An Indian court dismissed a petition asking that Home Minister Palaniappan Chidambaram be probed for corruption in a 2008 sale of phone licenses that were canceled by the nation’s judiciary this week.
The rejection comes as a relief to Prime Minister Manmohan Singh’s government, which has been assailed by allegations of graft and policy drift for more than a year after a former Cabinet minister and company executives were charged with conspiring to sell phone permits at below-market rates.
The court’s order followed a petition by regional politician Subramanian Swamy, who alleged that as finance minister the permits were awarded, Chidambaram was party to discussions on the pricing of airwaves. During arguments, Swamy has said the evidences he produced before the court is sufficient to establish Chidambaram is as culpable as Andimuthu Raja, a former telecommunications minister who is in jail while facing trial in the scam.
“This is a small relief for Chidambaram and the government,” N. Bhaskara Rao, New Delhi-based chairman of the Centre for Media Studies, said in a telephone interview. “Recent developments have negative implications not just for telecommunications but other sectors also. Foreign investors will be concerned and there will be a pause in investments.”
Swamy plans to challenge the dismissal of his petition in a higher court, he told reporters in New Delhi today.
Resignation Demanded
While hearing a separate plea from Swamy, the Supreme Court on Feb. 2 left it to the trial court to decide whether to probe the role of Chidambaram in the phone-permit case. In another order, Supreme Court Justices G.S. Singhvi and A.K. Ganguly canceled 122 permits to run cellular services that were awarded in 2008, saying the allocation was done in an arbitrary and unconstitutional manner.
The main opposition Bharatiya Janata Party has demanded the home minister’s resignation, while the ruling Congress party has rejected Swamy’s allegations.
Chidambaram, 66, a lawyer and Harvard Business School Graduate, is one of the most prominent members of the Congress- led government.
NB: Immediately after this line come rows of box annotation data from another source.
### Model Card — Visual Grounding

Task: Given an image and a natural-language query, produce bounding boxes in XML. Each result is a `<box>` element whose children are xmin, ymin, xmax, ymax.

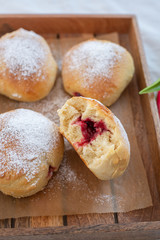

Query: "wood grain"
<box><xmin>0</xmin><ymin>14</ymin><xmax>160</xmax><ymax>240</ymax></box>
<box><xmin>0</xmin><ymin>222</ymin><xmax>160</xmax><ymax>240</ymax></box>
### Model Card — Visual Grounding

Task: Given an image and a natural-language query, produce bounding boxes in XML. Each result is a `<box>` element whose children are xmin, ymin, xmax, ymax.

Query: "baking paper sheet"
<box><xmin>0</xmin><ymin>33</ymin><xmax>152</xmax><ymax>219</ymax></box>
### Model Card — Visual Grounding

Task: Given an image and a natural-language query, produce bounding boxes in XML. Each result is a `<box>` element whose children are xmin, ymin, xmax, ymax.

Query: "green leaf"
<box><xmin>139</xmin><ymin>78</ymin><xmax>160</xmax><ymax>94</ymax></box>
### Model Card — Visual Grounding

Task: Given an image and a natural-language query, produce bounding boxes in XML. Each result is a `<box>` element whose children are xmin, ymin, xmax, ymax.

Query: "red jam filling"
<box><xmin>73</xmin><ymin>117</ymin><xmax>110</xmax><ymax>146</ymax></box>
<box><xmin>73</xmin><ymin>92</ymin><xmax>82</xmax><ymax>97</ymax></box>
<box><xmin>48</xmin><ymin>166</ymin><xmax>56</xmax><ymax>178</ymax></box>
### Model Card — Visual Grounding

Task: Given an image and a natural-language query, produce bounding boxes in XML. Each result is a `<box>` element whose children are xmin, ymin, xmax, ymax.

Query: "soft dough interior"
<box><xmin>57</xmin><ymin>97</ymin><xmax>121</xmax><ymax>171</ymax></box>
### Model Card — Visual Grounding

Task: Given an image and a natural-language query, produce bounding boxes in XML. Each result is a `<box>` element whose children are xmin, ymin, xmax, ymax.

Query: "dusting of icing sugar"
<box><xmin>0</xmin><ymin>109</ymin><xmax>58</xmax><ymax>181</ymax></box>
<box><xmin>0</xmin><ymin>29</ymin><xmax>46</xmax><ymax>80</ymax></box>
<box><xmin>66</xmin><ymin>40</ymin><xmax>125</xmax><ymax>88</ymax></box>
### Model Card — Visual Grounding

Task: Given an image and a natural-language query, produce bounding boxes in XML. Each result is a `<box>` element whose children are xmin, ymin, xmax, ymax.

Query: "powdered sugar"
<box><xmin>0</xmin><ymin>109</ymin><xmax>58</xmax><ymax>181</ymax></box>
<box><xmin>0</xmin><ymin>29</ymin><xmax>46</xmax><ymax>80</ymax></box>
<box><xmin>66</xmin><ymin>40</ymin><xmax>125</xmax><ymax>87</ymax></box>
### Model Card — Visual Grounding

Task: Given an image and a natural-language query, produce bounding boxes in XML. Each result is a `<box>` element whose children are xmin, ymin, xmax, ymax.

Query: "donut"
<box><xmin>0</xmin><ymin>28</ymin><xmax>58</xmax><ymax>102</ymax></box>
<box><xmin>58</xmin><ymin>97</ymin><xmax>130</xmax><ymax>180</ymax></box>
<box><xmin>62</xmin><ymin>39</ymin><xmax>134</xmax><ymax>106</ymax></box>
<box><xmin>0</xmin><ymin>109</ymin><xmax>64</xmax><ymax>198</ymax></box>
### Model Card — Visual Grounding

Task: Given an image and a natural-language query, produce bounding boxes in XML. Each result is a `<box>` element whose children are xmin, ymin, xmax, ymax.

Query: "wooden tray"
<box><xmin>0</xmin><ymin>14</ymin><xmax>160</xmax><ymax>240</ymax></box>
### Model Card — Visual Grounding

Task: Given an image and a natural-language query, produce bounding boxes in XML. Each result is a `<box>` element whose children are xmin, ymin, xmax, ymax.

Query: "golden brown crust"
<box><xmin>0</xmin><ymin>29</ymin><xmax>58</xmax><ymax>102</ymax></box>
<box><xmin>62</xmin><ymin>39</ymin><xmax>134</xmax><ymax>106</ymax></box>
<box><xmin>58</xmin><ymin>97</ymin><xmax>130</xmax><ymax>180</ymax></box>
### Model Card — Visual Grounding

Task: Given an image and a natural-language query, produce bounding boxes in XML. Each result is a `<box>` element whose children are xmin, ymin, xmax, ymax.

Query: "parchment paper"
<box><xmin>0</xmin><ymin>33</ymin><xmax>152</xmax><ymax>219</ymax></box>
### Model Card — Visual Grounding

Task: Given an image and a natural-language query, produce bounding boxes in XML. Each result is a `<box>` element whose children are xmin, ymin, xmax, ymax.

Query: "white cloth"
<box><xmin>0</xmin><ymin>0</ymin><xmax>160</xmax><ymax>81</ymax></box>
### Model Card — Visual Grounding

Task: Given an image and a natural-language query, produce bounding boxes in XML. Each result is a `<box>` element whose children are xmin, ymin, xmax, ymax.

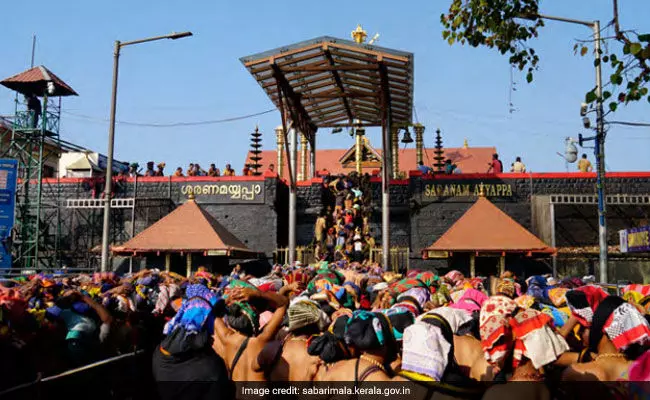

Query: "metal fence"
<box><xmin>370</xmin><ymin>247</ymin><xmax>411</xmax><ymax>273</ymax></box>
<box><xmin>0</xmin><ymin>268</ymin><xmax>97</xmax><ymax>281</ymax></box>
<box><xmin>273</xmin><ymin>246</ymin><xmax>411</xmax><ymax>272</ymax></box>
<box><xmin>273</xmin><ymin>246</ymin><xmax>318</xmax><ymax>265</ymax></box>
<box><xmin>0</xmin><ymin>350</ymin><xmax>155</xmax><ymax>400</ymax></box>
He was finance minister from 2004 until 2008, and took over as home minister following the November 2008 Mumbai terrorist attacks. Chidambaram denies approving the pricing, saying last year he urged an auction of the permits instead of their issuance for fees fixed more than six years earlier.
Revenue Loss
India’s chief auditor said the first-come, first-serve sale four years ago may have lowered government revenue by $31 billion. The Central Bureau of Investigation put the loss to the government from the license awards at a lower $4.9 billion.
Raja and company executives face charges they conspired to grant permits to unqualified companies for personal benefit. All deny wrongdoing and are on trial.
Allegations of corruption weakened Singh’s government, stalling its legislative agenda for much of the last 14 months. Street protests and hunger strikes triggered appeals from business leaders to curb graft that has dented investor confidence in Asia’s third-largest economy.